Je suis arrivé à la Villa O’Higgins en fin de matinée, exactement en même temps que les premières éclaircies. Tout le petit peuple des voyageurs – cyclistes et randonneurs forment ici la majorité des touristes – s’y retrouve dans une grande auberge de jeunesse, et même pour un vieux solitaire comme moi, un peu de promiscuité cosmopolite ne fait pas de mal au terme de ces dures journées.

Le village marque le terme de la Carretera Austral. Il est aussi plat que Caleta Tortel était pentu et est donc loin d’avoir le même charme. Mais il est plus isolé encore (à 230 kilomètres de piste de Cochrane, le bourg le plus proche !), et on s’y sent complètement en dehors du temps. Le pain de la boulangère n’est pas disponible avant onze heures du matin. Les quelques restaurants, loin de se disputer les rares clients, pratiquent tous le même plat unique (de l’agneau rôti), ce qui laisse au chef tout loisir pour faire la causette. J’y ai fait pour ma part une belle rencontre, celle de Marcella Stormesan, une artiste peintre qui vit ici, et dont j’aime les œuvres, à mi-chemin entre L’Art naïf et la peinture murale sud-américaine. Et, chez tous les habitants, quelle gentillesse, quel émouvant souci, toujours, de faire aimer aux étrangers leur Chili et leur Patagonie…

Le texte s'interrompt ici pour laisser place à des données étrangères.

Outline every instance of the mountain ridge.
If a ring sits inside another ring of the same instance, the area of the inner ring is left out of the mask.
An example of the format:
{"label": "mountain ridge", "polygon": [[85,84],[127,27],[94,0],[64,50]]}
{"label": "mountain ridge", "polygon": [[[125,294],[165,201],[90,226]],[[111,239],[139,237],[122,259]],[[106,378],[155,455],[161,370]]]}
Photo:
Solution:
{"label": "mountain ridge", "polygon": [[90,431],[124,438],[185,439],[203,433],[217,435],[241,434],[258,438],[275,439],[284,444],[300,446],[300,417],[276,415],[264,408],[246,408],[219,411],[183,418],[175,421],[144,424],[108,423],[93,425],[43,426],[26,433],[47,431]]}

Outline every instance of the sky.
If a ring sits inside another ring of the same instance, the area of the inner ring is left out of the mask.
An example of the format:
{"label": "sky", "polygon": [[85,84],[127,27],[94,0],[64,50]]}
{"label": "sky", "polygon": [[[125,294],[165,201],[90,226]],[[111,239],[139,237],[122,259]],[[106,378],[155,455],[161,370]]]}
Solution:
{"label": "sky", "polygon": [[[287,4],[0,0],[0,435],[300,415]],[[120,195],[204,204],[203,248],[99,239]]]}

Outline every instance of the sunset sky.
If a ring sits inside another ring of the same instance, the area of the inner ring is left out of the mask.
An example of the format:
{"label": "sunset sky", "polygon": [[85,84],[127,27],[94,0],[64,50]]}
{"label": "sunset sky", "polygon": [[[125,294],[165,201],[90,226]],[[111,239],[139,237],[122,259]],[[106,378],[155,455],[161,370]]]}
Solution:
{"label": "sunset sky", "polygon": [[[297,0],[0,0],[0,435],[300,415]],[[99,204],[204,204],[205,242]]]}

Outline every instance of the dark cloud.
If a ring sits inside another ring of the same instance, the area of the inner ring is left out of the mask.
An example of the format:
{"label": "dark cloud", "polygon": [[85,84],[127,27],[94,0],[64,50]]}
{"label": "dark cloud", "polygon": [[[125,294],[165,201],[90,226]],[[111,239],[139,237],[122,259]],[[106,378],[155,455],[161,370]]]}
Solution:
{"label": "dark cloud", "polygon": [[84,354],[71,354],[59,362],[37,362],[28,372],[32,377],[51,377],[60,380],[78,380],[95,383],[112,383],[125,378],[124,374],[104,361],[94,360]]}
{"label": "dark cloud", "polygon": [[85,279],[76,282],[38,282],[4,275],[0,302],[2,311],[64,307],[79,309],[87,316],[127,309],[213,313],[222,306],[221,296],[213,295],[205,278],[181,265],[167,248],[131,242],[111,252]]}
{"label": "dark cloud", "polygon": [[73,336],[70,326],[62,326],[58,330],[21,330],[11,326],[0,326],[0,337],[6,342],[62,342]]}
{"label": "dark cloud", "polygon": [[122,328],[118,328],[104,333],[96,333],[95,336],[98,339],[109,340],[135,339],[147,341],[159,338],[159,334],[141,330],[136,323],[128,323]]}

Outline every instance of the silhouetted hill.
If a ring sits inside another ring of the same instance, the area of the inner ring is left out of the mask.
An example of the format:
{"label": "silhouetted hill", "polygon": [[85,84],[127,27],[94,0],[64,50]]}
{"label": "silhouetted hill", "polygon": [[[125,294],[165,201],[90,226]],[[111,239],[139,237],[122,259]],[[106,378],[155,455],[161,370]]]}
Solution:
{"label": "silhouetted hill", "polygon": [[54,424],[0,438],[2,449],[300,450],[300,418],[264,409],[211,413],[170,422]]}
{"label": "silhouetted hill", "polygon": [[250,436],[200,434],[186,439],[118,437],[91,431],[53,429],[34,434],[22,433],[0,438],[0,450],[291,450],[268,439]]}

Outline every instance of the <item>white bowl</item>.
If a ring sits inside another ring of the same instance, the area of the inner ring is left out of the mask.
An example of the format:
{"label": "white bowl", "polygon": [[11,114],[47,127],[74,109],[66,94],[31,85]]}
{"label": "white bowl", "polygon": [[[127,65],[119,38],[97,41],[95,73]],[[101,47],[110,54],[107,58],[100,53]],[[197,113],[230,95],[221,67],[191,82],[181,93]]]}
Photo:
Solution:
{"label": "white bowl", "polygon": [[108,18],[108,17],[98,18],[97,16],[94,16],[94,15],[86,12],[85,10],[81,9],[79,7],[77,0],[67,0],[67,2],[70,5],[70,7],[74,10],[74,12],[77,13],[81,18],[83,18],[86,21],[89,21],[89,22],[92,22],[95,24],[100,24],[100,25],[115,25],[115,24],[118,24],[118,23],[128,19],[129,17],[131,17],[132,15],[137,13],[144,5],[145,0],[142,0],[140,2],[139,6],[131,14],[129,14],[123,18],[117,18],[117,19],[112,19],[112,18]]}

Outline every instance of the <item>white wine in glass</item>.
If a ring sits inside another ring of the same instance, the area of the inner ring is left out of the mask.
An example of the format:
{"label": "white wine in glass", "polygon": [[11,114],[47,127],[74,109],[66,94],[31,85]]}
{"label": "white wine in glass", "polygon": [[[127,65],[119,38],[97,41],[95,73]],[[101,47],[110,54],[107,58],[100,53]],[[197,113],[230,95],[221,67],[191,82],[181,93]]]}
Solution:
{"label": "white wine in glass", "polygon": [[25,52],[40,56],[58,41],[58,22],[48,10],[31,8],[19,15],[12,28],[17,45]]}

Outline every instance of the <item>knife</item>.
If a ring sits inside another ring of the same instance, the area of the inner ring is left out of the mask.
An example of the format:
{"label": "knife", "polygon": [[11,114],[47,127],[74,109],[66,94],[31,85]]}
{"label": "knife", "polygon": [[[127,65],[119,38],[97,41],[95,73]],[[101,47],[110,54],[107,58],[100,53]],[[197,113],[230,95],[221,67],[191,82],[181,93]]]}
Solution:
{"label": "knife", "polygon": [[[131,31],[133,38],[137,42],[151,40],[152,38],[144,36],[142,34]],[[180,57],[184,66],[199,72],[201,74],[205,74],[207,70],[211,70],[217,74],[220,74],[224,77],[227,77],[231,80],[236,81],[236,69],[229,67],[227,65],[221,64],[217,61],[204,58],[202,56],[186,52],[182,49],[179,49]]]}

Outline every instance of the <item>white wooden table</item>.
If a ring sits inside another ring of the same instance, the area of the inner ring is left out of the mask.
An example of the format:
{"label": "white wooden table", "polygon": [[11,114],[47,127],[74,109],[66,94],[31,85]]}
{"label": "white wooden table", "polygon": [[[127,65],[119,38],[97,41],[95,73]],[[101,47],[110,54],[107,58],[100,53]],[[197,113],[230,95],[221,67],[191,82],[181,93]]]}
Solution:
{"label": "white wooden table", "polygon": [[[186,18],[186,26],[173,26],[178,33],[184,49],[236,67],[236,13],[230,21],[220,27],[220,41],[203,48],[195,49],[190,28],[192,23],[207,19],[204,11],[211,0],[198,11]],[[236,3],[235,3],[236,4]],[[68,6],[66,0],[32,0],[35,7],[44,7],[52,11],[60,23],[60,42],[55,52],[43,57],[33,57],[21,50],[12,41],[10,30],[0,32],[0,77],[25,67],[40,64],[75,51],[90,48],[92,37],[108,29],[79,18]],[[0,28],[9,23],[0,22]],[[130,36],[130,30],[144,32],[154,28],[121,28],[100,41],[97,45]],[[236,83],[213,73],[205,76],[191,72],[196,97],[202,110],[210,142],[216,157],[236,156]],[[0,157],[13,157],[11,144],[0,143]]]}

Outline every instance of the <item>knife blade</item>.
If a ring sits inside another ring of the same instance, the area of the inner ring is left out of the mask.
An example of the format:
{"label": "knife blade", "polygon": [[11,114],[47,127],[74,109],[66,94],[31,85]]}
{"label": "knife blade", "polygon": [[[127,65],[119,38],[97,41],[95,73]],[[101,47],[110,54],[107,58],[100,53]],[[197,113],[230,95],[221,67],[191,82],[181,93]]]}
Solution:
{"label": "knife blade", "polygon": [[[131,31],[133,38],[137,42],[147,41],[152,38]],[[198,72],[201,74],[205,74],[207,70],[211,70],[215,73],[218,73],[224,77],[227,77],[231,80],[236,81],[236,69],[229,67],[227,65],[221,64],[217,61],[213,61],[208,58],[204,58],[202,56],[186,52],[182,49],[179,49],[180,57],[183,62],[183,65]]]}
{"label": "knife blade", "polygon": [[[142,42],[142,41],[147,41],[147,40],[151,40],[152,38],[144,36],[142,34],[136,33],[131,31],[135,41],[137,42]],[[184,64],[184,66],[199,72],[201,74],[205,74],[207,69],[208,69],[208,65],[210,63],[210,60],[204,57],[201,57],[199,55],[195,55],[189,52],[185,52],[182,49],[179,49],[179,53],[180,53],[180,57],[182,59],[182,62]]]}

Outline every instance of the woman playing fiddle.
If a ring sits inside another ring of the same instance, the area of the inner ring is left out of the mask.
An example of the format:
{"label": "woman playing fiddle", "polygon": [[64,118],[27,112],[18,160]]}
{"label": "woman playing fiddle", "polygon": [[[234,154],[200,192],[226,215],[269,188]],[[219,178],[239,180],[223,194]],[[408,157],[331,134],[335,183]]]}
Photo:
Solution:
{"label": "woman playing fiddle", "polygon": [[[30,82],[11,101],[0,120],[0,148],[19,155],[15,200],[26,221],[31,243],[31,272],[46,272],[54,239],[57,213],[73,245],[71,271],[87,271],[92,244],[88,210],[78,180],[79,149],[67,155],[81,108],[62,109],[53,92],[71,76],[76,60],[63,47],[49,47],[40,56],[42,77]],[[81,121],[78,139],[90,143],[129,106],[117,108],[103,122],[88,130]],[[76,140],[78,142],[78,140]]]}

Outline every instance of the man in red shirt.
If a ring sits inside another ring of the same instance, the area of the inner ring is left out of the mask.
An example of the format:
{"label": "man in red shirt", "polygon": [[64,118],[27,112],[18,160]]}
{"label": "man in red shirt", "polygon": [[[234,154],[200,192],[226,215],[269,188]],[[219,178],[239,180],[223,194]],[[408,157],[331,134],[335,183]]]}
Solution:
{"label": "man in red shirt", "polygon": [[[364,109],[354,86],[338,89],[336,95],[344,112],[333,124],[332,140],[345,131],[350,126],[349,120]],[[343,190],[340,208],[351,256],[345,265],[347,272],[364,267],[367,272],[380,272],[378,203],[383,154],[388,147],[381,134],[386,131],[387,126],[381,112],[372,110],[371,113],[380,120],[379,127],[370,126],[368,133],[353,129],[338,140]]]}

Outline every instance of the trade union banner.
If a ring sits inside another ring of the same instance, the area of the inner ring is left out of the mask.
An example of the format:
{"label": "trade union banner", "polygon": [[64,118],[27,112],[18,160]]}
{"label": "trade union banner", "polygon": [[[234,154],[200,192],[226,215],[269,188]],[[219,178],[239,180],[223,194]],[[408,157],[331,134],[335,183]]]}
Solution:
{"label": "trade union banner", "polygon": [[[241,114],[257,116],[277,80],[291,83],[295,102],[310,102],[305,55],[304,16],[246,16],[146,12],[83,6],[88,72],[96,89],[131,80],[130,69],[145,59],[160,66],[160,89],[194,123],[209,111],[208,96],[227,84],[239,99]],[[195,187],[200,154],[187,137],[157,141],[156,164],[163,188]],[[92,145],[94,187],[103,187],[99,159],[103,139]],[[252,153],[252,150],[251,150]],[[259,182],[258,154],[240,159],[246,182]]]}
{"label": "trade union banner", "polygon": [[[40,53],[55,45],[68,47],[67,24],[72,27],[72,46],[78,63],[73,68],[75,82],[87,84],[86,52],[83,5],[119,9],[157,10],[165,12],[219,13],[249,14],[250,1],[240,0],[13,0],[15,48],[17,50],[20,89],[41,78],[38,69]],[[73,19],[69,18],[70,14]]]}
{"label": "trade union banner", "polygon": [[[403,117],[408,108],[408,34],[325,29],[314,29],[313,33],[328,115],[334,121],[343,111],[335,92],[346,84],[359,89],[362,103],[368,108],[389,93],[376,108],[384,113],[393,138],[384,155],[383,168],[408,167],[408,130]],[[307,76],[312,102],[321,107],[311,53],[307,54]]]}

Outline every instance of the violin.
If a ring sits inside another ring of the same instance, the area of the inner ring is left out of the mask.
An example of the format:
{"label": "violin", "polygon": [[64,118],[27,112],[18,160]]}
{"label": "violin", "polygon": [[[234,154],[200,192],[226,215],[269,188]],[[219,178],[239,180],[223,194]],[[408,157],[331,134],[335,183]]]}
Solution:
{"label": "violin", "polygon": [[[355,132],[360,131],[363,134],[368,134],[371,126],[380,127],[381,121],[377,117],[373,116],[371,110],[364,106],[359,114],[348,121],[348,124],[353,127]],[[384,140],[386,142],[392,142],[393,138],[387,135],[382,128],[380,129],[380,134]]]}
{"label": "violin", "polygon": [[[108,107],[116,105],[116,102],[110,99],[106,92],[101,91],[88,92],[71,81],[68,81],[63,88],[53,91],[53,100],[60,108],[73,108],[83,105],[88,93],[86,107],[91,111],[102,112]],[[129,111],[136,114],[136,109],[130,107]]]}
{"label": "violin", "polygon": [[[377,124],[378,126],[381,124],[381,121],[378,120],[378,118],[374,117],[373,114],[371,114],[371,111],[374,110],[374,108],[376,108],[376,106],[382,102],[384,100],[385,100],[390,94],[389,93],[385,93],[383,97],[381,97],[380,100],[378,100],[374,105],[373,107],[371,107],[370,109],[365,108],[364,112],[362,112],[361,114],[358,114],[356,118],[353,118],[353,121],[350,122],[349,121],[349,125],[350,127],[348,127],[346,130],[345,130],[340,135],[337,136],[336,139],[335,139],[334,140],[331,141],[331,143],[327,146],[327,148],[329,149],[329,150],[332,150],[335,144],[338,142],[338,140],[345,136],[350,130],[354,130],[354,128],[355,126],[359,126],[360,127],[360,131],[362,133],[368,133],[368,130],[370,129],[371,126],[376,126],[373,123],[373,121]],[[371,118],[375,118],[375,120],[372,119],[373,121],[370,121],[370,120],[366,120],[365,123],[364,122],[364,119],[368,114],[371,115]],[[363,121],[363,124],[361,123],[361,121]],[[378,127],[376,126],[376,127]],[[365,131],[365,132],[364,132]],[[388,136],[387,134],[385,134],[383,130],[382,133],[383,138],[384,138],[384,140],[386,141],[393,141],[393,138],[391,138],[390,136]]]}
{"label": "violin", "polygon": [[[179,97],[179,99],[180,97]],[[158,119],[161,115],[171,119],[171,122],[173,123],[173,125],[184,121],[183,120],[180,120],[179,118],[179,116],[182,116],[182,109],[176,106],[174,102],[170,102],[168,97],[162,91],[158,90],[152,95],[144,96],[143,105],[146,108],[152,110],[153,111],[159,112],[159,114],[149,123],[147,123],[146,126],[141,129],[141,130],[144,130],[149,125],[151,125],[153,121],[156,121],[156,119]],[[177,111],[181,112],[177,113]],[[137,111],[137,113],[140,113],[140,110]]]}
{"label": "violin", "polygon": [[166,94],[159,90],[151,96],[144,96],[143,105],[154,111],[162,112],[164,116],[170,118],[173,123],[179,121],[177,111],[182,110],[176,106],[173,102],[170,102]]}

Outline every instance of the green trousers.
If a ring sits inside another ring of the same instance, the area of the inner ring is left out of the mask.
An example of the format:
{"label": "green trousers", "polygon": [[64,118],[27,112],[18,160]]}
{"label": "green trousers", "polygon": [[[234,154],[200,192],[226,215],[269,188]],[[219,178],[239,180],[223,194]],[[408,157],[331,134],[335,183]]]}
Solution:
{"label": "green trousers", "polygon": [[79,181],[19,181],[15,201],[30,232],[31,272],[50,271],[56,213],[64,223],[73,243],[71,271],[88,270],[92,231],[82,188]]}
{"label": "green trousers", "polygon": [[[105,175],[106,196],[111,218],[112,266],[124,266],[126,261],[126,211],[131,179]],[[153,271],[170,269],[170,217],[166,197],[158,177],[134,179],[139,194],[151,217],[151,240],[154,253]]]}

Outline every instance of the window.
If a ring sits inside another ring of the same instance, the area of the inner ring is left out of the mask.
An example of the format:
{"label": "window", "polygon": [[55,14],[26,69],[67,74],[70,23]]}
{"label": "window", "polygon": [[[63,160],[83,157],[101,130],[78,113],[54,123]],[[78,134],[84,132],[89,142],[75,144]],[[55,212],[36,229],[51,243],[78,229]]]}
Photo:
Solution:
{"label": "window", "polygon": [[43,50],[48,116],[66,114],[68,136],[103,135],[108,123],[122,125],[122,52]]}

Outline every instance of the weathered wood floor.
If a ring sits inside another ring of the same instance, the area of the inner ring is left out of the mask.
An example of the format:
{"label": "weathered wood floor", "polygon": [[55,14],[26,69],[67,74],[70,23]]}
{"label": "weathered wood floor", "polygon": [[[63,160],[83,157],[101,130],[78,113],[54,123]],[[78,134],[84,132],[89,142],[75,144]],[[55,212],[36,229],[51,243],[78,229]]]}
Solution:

J’aurai parcouru environ les deux tiers de la fameuse Carretera Austral. Cette route, dont l’incroyable beauté sauvage ne cesse de croître du Nord au Sud, reste encore une véritable aventure, en tout cas à vélo. Une seule chose y est un peu gênante : on n’y croise presque exclusivement que des jeunes, qui, sans la moindre éducation, se permettent de me demander mon âge…

Là-dessus, je vous laisse. Je dois aller réserver ma place sur le bateau. Car si la route s’achève ici, par contre l’aventure se poursuit demain, et j’espère, de plus belle !

11 réflexions sur « Adiós à la Carretera (de Caleta Tortel jusqu’à Villa O’Higgins) »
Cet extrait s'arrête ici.